Quando i pomodori erano cotti, si procedeva a passarli alla macchina da dove usciva una salsa rossa fumante e profumata  che cadeva in grandi limmi da dove veniva presa  c’u cuppìne,  e c’u’ mute s’anchievene le buttiglie, che una volta tappate coi ramini venivano sistemate in  enormi caldaie per essere bollite.  Bisognava fare attenzione a non lasciare spazi,  che durante la bollitura avrebbero  potuto provocare urti tra le bottiglie con conseguente rottura.  Per questo tra le bottiglie venivano messi degli stracci.

Il tempo di cottura secondo mia nonna doveva essere di un’ora, ma spesso e volentieri , eludendo la sua vigilanza, il fuoco si spegneva dopo quaranta minuti, che tutti gli altri ritenevano sufficienti.
Una volta bollite le bottiglie dovevano raffreddare.
Lavate e messe a posto tutti le coppe  usate e la macchina della salsa, il sole era già alto e si faceva colazione con l’acquasale  che la nonna aveva preparato mettendo da parte una coppa de sumènde, quando si spràngevene le pumedòre. L’aveva condita  olie sale e cipodde  e ci aveva messo dentro le fette di pane……
U’ dalle e dalle era finito e quel pane  ci voleva proprio.

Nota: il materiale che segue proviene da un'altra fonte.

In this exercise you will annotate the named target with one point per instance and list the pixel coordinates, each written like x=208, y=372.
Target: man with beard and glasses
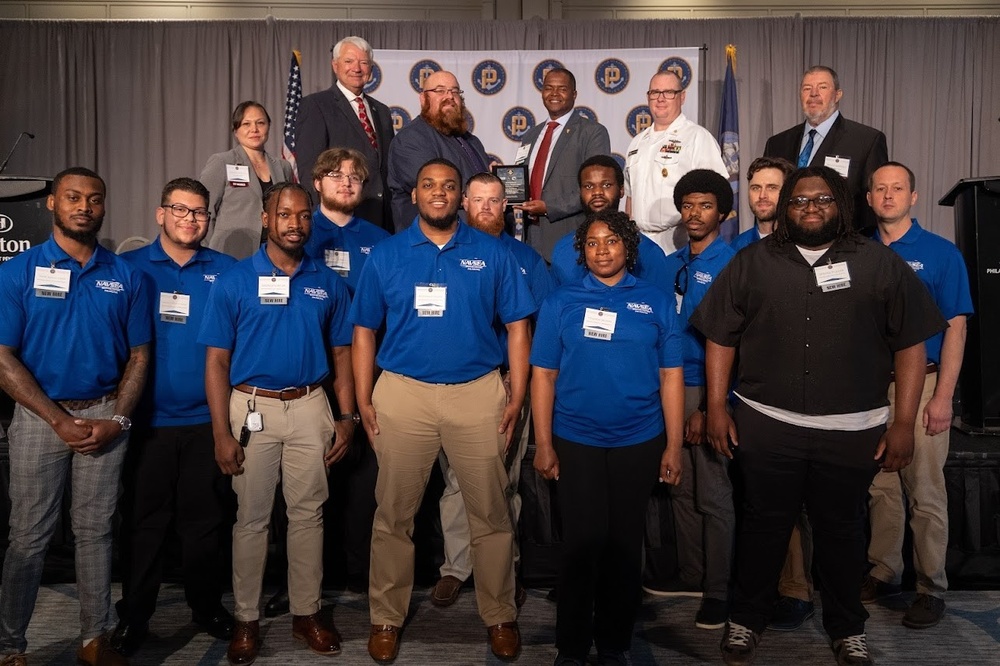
x=765, y=176
x=820, y=318
x=703, y=501
x=441, y=130
x=601, y=181
x=171, y=479
x=272, y=397
x=484, y=205
x=440, y=287
x=74, y=351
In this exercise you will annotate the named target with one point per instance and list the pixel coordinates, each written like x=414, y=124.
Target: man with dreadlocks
x=821, y=318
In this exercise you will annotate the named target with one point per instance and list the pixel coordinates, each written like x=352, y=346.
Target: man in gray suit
x=345, y=117
x=554, y=151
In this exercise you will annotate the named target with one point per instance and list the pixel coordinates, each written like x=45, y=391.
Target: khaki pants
x=416, y=421
x=296, y=435
x=923, y=482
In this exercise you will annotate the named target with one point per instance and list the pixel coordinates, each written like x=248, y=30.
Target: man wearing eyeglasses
x=171, y=475
x=703, y=502
x=827, y=138
x=657, y=158
x=74, y=351
x=344, y=116
x=441, y=130
x=820, y=317
x=553, y=152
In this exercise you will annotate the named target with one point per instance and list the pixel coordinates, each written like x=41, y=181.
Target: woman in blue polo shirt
x=607, y=396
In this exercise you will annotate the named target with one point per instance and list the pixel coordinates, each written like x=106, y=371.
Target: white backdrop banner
x=503, y=88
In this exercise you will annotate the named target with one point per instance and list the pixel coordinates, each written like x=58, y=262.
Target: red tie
x=365, y=124
x=537, y=176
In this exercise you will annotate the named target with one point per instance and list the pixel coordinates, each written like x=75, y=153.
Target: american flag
x=292, y=99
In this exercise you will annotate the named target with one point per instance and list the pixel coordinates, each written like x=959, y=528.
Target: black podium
x=977, y=235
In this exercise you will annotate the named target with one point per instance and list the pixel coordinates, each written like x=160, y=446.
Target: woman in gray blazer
x=237, y=179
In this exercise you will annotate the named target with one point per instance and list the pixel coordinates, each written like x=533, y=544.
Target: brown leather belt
x=75, y=405
x=283, y=394
x=931, y=369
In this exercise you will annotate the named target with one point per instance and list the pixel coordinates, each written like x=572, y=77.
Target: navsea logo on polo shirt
x=316, y=292
x=641, y=308
x=473, y=264
x=110, y=286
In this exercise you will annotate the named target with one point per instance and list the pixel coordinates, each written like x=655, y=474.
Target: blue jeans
x=40, y=464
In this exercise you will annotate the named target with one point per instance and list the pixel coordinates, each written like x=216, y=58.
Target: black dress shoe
x=126, y=638
x=277, y=605
x=218, y=623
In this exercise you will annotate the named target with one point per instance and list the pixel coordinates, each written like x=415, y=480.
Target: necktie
x=807, y=150
x=537, y=176
x=365, y=123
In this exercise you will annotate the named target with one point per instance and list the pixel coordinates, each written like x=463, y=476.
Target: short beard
x=813, y=239
x=85, y=237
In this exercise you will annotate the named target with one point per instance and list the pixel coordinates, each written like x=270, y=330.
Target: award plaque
x=515, y=181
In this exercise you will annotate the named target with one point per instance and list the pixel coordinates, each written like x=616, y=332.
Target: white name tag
x=339, y=261
x=831, y=277
x=238, y=175
x=599, y=324
x=273, y=289
x=839, y=164
x=430, y=300
x=174, y=308
x=51, y=282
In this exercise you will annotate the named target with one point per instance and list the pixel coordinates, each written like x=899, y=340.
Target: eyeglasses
x=822, y=202
x=441, y=90
x=337, y=177
x=665, y=94
x=180, y=211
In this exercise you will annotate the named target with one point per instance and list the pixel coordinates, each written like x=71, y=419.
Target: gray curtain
x=143, y=102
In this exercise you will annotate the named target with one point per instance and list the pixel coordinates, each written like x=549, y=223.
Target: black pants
x=171, y=479
x=602, y=499
x=783, y=467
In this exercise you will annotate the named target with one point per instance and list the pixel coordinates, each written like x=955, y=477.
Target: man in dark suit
x=345, y=117
x=826, y=138
x=554, y=151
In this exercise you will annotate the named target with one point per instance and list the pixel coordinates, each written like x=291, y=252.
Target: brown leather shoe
x=383, y=643
x=505, y=640
x=99, y=652
x=320, y=638
x=245, y=645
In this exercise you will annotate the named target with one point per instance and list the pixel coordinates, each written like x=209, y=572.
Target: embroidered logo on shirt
x=316, y=293
x=641, y=308
x=473, y=264
x=110, y=286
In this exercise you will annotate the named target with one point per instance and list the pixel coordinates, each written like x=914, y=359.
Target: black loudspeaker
x=24, y=219
x=977, y=235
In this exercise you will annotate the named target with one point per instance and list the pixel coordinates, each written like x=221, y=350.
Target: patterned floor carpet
x=665, y=634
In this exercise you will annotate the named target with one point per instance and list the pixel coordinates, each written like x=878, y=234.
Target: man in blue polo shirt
x=271, y=323
x=74, y=349
x=703, y=501
x=602, y=183
x=939, y=265
x=439, y=286
x=484, y=205
x=171, y=475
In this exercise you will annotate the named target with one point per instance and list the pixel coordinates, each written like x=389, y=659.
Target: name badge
x=832, y=277
x=839, y=164
x=599, y=324
x=238, y=175
x=273, y=289
x=522, y=154
x=339, y=261
x=174, y=307
x=430, y=300
x=51, y=282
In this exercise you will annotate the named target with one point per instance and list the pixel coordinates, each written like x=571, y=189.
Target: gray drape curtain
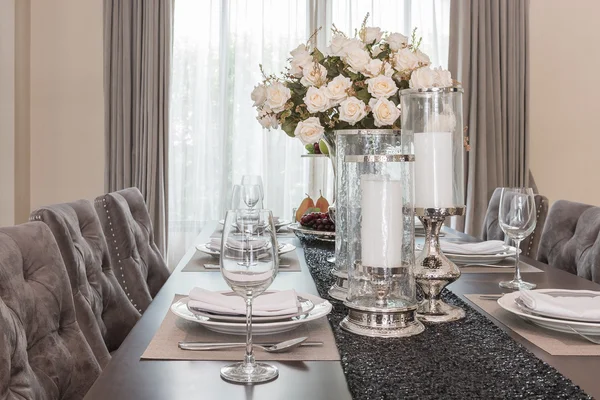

Dopo la colazione si uscivano le mante con cui coprire le bottiglie di salsa una volta uscite dalle caldaie.
Ma quante te gire e vuète e arrive menzadie , anche al pranzo provvedeva mia nonna che preparava i suoi buonissimi 
Pummedòre scatteresciate
Un piatto tipico della cucina semplice,  povera di ingredienti ma ricca di gusto.
Per preparli faceva  riscaldare l’olio in un tegame, quando fumava  ci calava i pomodorini interi, condiva con basilico e capperi, metteva il coperchio e lasciava cuocere.
Dopo qualche  minuto i pomodori cominciavano a scatterisciàre (esplodere) e in un quarto d’ora sono pronti da gustare con fedderosse (bruschette) , muerse (pezzi di pane fritto) o frisèdde.
 
E’ vero che l’usanza estiva di fare la salsa si va perdendo, complici  le “offerte” convenienti  di pelati e passate, nei nostri supermercati, e il prezzo troppo alto dei pomodori, che non va al di sotto di 0,45 cent/kg - alleati della nostra poca voglia di  “’nzivamiento”.
Comunque i fedelissimi della salsa “fatt’ a casa” esistono ancora, e sono tanti. Motivo  per cui si vedono girare ancora “trerrote” carichi di “cascette” con cartelli del tipo…”POMODORI PER BOTTIGLIE”…

Quello che invece si è perduto è la preparazione de “ A’ CUNSERVE”.
Molti credono sia la stessa cosa, ma non è così. C’è una differenza sostanziale tra salsa e conserva:
-   La salsa è il succo del pomodoro, che dopo la spremitura e la bollitura viene imbottigliato;
La conserva è il concentrato,e la sua preparazione richiede tecniche e tempi diversi.
Per ottenere “ a cunserve”  i pomodori ben maturi, si mettevano a cuocere in una  “càtara” (caldaia), con abbondante basilico, cipolla tagliata sottile e sale. Quando si ammaccavano, venivano tolti dal fuoco e passati alla “strattiera”, una sorta di grattugia sulla quale venivano schiacciati a mano. La salsa ottenuta veniva raccolta in “piatte riale” di creta che si esponevano al sole, sulle terrazze, dove i raggi del sole sono più diretti. Sui piatti si stendeva un velo per proteggere la conserva dall’assalto delle mosche e intorno ai piatti si usava mettere un rametto di àlaure (alloro) contro gli spiriti maligni.
Di sera i piatti venivano riportati in casa per evitare che l’umidità della notte e la rugiada del mattino, distruggessero l’opera del sole che era  l’unico responsabile della riuscita della conserva.
Si lasciavano al sole per giorni e giorni, rimescolando spesso il contenuto con una “cucchiara” di legno, sino a quando il composto, evaporando, si restringeva diventando denso e di colore rosso scuro tendente al marrone. Si amalgamava con  dell’olio d’oliva  e si riponeva in capase smaltate con “tampagni di legno che prima di essere utilizzati, venivano messi a bagno in acqua per qualche ora così gonfiandosi, garantivano una chiusura ermetica del recipiente.
Queste capase venivano poi bollite a bagnomaria per circa mezz’ora, prima di essere gelosamente custodite per le giornate invernali, quando ne bastavano pochi cucchiai, opportunamente sciolti in acqua calda e conditi con olio e peperoncino, per dare alla pasta  la dignità regale e il sapore della festa.